Galliano, Lacroix et le passage à la couleur

Au fil de ses trois dernières décennies de création, Penn garde un fil conducteur constant, l’attention portée aux silhouettes, aux volumes et aux textures. Il passe à la couleur pour photographier les robes élaborées de John Galliano, les modèles opulents de Christian Lacroix ou les coiffes de plumes signées Chanel. Ses images beauté pour Vogue, réalisées dans les années 1990 et 2000, closent le parcours et témoignent d’une créativité intacte jusqu’aux dernières années de sa carrière.
Le portrait de Dior de 1947, pièce de mémoire de la MEP

Parmi les pièces marquantes du fonds parisien figure le portrait de Christian Dior réalisé par Penn en 1947, acquis par l’institution en 1992. Ces fonds sont complétés par des prêts de la Irving Penn Foundation et de la Miyake Issey Foundation, qui permettent de retracer l’ensemble de la trajectoire du photographe.
Qui est Irving Penn, le maestro derrière l’objectif ?

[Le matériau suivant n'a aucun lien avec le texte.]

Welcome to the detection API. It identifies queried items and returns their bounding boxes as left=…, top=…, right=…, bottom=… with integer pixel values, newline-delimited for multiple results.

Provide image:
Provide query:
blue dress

D’Alexander Liberman au studio comme sanctuaire
Né en 1917, Irving Penn étudie à l’École des arts industriels du Musée de Philadelphie sous l’enseignement d’Alexey Brodovitch, avant de rejoindre Vogue en 1943 à l’invitation d’Alexander Liberman, qui l’encourage rapidement à passer de la conception de maquettes à la prise de vue elle-même. Sa première couverture pour Vogue paraît la même année. Le studio devient très vite son territoire de prédilection, un espace clos qu’il réinstalle partout où il travaille, de Paris à la Nouvelle-Guinée, souvent sublimé par un vieux rideau de théâtre déniché à Paris en 1950.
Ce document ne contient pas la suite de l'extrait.